JD Sports is set to buy out the minority shareholders in Iberian Sports Retail Group (ISRG) to acquire 100% of the brand as it strengthens its foothold in the Iberian peninsula. 

Regis Schultz

Régis Schultz said the deal complements the retailer’s ‘JD first’ growth strategy

The sportswear retailer announced plans to buy out the remaining 49.98% shares in ISRG in a €500.1m (£427m) deal funded by the group’s existing available cash resources.

ISRG has 460 stores across Europe including JD in Iberia, Sprinter in Spain, Sport Zone in Portugal, and Aktiesport and Perry Sport in the Netherlands. 

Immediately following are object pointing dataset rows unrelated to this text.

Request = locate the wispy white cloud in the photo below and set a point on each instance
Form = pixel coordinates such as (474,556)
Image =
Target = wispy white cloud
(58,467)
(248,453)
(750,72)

JD Sports said it sees “opportunities to continue to develop Sprinter and Sport Zone” and the ISRG acquisition will “have an important part to play in the further development of the JD fascia in Iberia and beyond”.

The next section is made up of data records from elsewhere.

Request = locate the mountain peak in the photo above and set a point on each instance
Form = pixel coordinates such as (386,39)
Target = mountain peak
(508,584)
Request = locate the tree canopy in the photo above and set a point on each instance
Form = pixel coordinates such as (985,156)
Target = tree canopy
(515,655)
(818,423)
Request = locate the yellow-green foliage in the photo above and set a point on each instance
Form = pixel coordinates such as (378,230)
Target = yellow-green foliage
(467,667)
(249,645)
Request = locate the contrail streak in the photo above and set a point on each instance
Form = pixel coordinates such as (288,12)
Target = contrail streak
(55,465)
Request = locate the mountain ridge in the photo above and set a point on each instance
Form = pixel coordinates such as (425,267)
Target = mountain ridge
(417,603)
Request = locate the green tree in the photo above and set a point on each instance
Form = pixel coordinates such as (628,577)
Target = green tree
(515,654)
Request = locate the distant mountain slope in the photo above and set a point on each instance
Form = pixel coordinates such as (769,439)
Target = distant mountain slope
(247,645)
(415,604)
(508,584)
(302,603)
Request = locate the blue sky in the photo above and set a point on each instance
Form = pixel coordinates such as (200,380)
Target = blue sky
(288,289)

The retailer expects the transaction to be completed by October after an ordinary resolution is passed in favour of the acquisition at ISRG’s general meeting in September.

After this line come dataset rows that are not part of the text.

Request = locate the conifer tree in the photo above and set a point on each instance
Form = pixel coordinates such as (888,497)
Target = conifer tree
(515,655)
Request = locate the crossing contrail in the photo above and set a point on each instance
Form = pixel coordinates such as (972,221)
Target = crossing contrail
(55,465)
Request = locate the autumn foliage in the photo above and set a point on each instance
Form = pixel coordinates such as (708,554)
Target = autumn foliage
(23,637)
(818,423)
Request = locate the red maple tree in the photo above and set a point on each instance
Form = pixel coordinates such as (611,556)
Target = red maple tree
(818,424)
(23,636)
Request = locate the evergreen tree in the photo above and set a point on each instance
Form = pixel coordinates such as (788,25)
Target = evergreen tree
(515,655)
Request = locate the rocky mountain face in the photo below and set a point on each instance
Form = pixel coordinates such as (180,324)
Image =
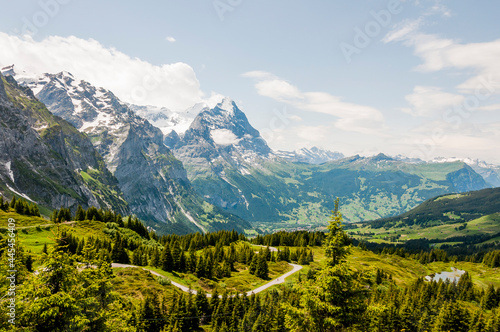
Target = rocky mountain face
(46,160)
(232,167)
(153,181)
(489,172)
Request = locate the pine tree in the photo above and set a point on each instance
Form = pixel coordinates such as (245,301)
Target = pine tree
(80,214)
(452,317)
(167,262)
(334,300)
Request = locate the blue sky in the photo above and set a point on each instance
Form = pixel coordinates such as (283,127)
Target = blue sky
(417,78)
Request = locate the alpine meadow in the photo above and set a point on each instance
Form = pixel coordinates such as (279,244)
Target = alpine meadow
(228,166)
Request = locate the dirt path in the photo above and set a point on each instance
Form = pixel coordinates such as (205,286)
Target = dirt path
(277,281)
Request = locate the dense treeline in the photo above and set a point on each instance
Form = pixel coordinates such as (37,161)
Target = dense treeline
(21,206)
(464,207)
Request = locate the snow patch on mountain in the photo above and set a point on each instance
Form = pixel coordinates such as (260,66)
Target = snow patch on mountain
(224,137)
(167,120)
(313,155)
(9,171)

JD Sports chief executive Régis Schultz said: “At our capital markets event earlier in the year, we emphasised the benefit of having strong complementary concepts to support our ‘JD first’ global growth strategy. ISRG is a highly successful business and one of the leading players in sports retail in Iberia. By bringing the two businesses closer together, there is significant potential for accelerating growth.

 “We sincerely thank the minority shareholders, Balaiko and Sonae, for their important contributions to the business during our time as partners.”